È la sentenza 8825 recentemente depositata dalla sezione tributaria civile della Corte di Cassazione. L’effettivo presupposto della contestata tassa di concessione governativa sulla telefonia mobile non è rappresentato da un provvedimento amministrativo – che sia la licenza o un suo documento sostitutivo – bensì dalle concrete prestazioni periodiche del servizio telefonico .
È allora sul servizio che deve basarsi l’obbligazione tributaria alle scadenze del pagamento dei vari corrispettivi. La sentenza della Corte di Cassazione ha così dato una repentina svolta all’acceso dibattito sulla tassa di concessione sugli abbonamenti della telefonia mobile.
Più che dibattito, una vera e propria azione legale avviata dalle varie associazioni a tutela dei consumatori per chiedere il rimborso dell’obolo sugli abbonamenti. Alla fine dello scorso gennaio, l’Agenzia delle Entrate aveva ribadito la necessità di pagare un tributo “che non è stato intaccato dall’entrata in vigore del Codice delle comunicazioni”.
Il nuovo Codice delle comunicazioni – decreto legislativo 259/03 – ha infatti affermato “la libertà e la libera disponibilità delle forniture di servizi di comunicazione”. I contratti d’abbonamento stipulati dagli utenti riacquistavano la loro ordinaria natura corrispettiva. In assenza di una licenza, era così venuto a mancare il presupposto per l’applicazione della tassa .
La stessa Agenzia delle Entrate era poi uscita allo scoperto con la risoluzione 9/2012 : l’effettivo presupposto per la tassazione viene così rappresentato dall’abbonamento, che prende il posto – in base all’articolo 160 del decreto legislativo 259/2003 – della licenza o di un suo documento sostitutivo .

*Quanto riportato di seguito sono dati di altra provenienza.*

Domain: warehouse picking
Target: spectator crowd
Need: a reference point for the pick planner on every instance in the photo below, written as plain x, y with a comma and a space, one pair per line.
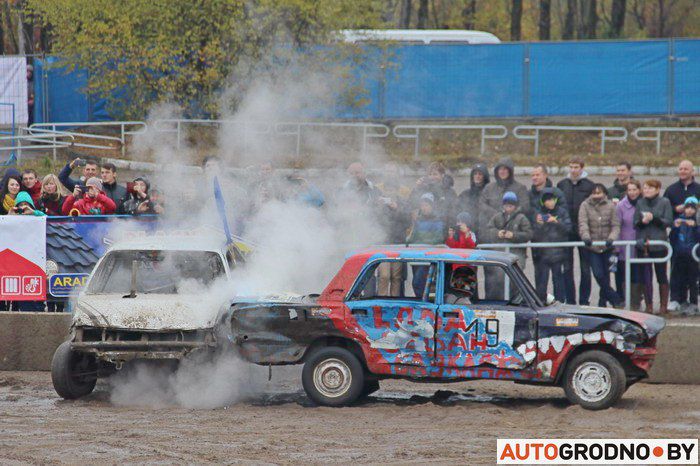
495, 208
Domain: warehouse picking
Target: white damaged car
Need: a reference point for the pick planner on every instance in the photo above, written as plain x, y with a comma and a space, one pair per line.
150, 298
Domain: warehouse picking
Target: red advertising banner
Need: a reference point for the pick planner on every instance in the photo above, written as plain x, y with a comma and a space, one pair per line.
22, 258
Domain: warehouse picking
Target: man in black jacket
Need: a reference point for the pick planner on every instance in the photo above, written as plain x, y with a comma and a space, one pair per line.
576, 188
682, 189
623, 175
110, 187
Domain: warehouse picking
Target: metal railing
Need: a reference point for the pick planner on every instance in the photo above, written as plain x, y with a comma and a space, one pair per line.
280, 128
12, 112
627, 244
41, 138
141, 128
523, 132
497, 132
369, 130
657, 130
177, 125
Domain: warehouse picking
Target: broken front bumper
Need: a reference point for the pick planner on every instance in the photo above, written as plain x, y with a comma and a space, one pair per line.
121, 345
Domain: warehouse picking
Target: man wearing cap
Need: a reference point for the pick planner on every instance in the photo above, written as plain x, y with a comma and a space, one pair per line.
92, 202
685, 235
428, 228
510, 225
685, 187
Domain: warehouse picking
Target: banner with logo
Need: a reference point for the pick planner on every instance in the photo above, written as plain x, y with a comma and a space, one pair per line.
22, 258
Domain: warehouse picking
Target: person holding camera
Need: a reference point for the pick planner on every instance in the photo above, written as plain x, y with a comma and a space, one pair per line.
11, 184
90, 170
138, 200
653, 215
88, 200
597, 221
53, 195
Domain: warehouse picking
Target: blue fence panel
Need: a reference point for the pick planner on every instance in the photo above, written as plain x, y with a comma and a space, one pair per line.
624, 78
598, 78
455, 81
686, 73
63, 94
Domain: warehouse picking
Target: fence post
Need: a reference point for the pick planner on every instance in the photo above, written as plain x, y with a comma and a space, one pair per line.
628, 277
178, 135
416, 146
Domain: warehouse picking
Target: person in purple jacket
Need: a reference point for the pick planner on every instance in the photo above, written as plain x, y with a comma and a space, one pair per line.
625, 212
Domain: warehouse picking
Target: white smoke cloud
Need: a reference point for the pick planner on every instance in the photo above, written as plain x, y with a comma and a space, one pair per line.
298, 247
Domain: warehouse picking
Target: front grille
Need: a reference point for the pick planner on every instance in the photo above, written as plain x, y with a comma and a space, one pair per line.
109, 335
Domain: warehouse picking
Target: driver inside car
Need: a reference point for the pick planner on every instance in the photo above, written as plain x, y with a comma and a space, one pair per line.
461, 287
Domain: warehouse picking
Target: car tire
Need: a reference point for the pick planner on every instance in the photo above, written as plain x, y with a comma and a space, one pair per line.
64, 365
595, 380
333, 376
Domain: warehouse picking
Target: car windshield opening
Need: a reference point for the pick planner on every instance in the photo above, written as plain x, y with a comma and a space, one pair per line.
157, 272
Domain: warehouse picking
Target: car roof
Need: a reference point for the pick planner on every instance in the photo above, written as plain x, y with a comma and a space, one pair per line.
211, 243
434, 253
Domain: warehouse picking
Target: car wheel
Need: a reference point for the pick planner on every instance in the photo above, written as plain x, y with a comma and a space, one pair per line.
333, 376
73, 374
595, 380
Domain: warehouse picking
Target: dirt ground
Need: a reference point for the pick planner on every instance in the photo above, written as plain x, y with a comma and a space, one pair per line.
402, 423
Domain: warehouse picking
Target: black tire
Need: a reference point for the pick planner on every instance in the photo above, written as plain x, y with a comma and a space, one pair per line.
65, 365
333, 376
595, 380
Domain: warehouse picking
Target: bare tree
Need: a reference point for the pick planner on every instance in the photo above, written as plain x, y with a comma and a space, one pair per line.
469, 14
545, 19
567, 32
406, 7
10, 29
422, 14
617, 17
516, 16
589, 19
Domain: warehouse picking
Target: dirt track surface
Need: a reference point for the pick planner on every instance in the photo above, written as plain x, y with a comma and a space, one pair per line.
401, 423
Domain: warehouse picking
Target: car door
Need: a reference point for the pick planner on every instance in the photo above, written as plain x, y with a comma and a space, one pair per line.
401, 327
485, 332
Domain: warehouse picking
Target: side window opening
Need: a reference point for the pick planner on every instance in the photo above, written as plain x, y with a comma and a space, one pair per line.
480, 284
399, 280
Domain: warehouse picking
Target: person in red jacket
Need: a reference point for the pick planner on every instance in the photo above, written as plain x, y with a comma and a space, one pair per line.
461, 237
31, 184
93, 202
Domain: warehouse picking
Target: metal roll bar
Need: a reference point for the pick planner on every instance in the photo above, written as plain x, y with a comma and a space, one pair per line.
487, 132
523, 132
628, 245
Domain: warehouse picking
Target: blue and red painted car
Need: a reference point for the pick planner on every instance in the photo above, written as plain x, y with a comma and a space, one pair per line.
437, 325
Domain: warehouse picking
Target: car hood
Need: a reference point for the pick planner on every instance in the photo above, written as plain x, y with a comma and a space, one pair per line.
146, 312
651, 324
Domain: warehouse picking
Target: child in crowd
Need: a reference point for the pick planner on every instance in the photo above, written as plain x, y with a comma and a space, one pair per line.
685, 235
510, 225
552, 224
461, 237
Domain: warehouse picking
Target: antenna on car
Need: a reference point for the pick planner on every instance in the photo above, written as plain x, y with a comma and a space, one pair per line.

La sentenza 8825 della Corte di Cassazione ha ora confermato che il presupposto impositivo viene ricollegato “non già alla emissione di un atto amministrativo, ma al mero presupposto di fatto (di natura cronologica) della durata della prestazione di servizi così come conteggiata in ciascuna bolletta dal gestore all’abbonato”.